AI Ethics: Algorithmic Determinism or Self-Determination? The GPDR Approach
Research Source
Artificial Intelligence (AI) refers to systems designed by humans, interpreting the already collected data and deciding the best action to take, according to the pre-defined parameters, in order to achieve the given goal. Designing, trial and error while using AI, brought ethics to the center of the dialogue between tech giants, enterprises, academic institutions as well as policymakers.
Executive Summary
This research paper examines a critical privacy challenge related to KNOWLEDGE ASYMMETRY — the gap between what is known and what is practiced.
anonymize.solutions addresses this through 13 educational resources, 10 demo platforms, and MCP Server (7 tools) embedding PII awareness directly into developer workflows.
Root Cause: SD6 — KNOWLEDGE ASYMMETRY
The gap between what is known and what is practiced. Solutions exist in papers that practitioners never read. Attacks are documented that defenders never learn about. Rights exist that individuals never exercise.
Irreducible truth: Every other structural driver could theoretically be mitigated if knowledge were perfect and universally distributed. But knowledge is never perfect and never universal. This gap is the reason known solutions aren't applied, known attacks aren't defended against, and known rights aren't exercised.
The Solution: How anonymize.solutions Addresses This
Detection Capabilities
anonymize.solutions identifies 260+ entity types including SecureDrop URLs, Tor metadata, API keys in code, browser window dimensions. The dual-layer (regex + NLP) architecture uses 210+ custom pattern recognizers (246 patterns, 75+ country formats, checksum-validated) for structured identifiers and spaCy (25 languages) + Stanza (7 languages) + XLM-RoBERTa (16 languages) for contextual references.
Anonymization Methods
Redact is recommended for this pain point: anonymizing sensitive identifiers in code and documents before sharing prevents single-careless-moment OPSEC failures. Replace provides an alternative — substituting sensitive identifiers with anonymous placeholders prevents accidental credential exposure from commits. For scenarios requiring reversibility, Encrypt (AES-256-GCM) enables authorized recovery of original values.
Architecture & Deployment
The MCP Server (7 tools for Claude Desktop, Cursor, VS Code) embeds PII detection directly into developer workflows, enabling detection of sensitive data during code review and development.
Compliance Mapping
This pain point intersects with GDPR Article 32 security measures, EU Whistleblower Directive source protection.

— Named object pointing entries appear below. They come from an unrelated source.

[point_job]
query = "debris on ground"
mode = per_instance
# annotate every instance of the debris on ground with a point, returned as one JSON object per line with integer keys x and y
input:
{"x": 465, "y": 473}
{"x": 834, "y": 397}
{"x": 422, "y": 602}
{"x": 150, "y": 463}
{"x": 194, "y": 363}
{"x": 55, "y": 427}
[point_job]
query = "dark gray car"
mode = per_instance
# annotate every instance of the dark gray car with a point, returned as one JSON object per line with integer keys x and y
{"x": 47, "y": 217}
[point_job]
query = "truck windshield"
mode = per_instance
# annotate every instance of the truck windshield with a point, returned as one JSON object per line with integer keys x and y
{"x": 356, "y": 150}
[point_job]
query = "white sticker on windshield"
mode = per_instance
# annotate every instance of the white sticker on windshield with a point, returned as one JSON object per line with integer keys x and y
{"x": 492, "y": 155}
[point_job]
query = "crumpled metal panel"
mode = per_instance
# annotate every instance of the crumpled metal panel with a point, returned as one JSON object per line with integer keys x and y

anonymize.solutions’s GDPR, HIPAA, FERPA, PCI-DSS, ISO 27001 compliance coverage, combined with 100% EU (Hetzner Germany, ISO 27001) hosting, provides documented technical measures organizations can reference in their compliance documentation and regulatory submissions.
Product Specifications
| Specification | Value |
|---|---|
| Product Version | v1.6.12 |
| Entity Types | 260+ |
| Detection Layers | Dual-layer: 210+ regex recognizers + 3 NLP engines |
| Languages | 48 (spaCy 25, Stanza 7, XLM-RoBERTa 16) |
| Anonymization Methods | Replace, Redact, Mask, Hash (SHA-256), Encrypt (AES-256-GCM) |
| Deployment Options | SaaS, Managed Private, Self-Managed (Docker/Air-Gapped) |
| Integration Points | REST API, MCP Server, Office Add-in, Desktop App, Chrome Extension |
| Hosting | 100% EU (Hetzner Germany, ISO 27001) |
| Compliance | GDPR, HIPAA, FERPA, PCI-DSS, ISO 27001 |
Research Limitations
Academic Scope: This summary reflects findings from the original academic research paper. Implementation contexts, regulatory landscapes, and technical capabilities may have evolved since publication. Readers should verify current best practices and compliance requirements in their jurisdiction.
Generalizability: Research findings may be specific to the studied populations, geographic regions, or technical environments described in the original paper. Organizations should evaluate applicability to their specific use case before adopting recommendations.
Not a Substitute for Legal/Compliance Advice: This research summary is provided for informational and educational purposes only. It does not constitute legal, compliance, or professional consulting advice. Consult qualified privacy counsel for GDPR, HIPAA, CCPA, or other regulatory compliance guidance.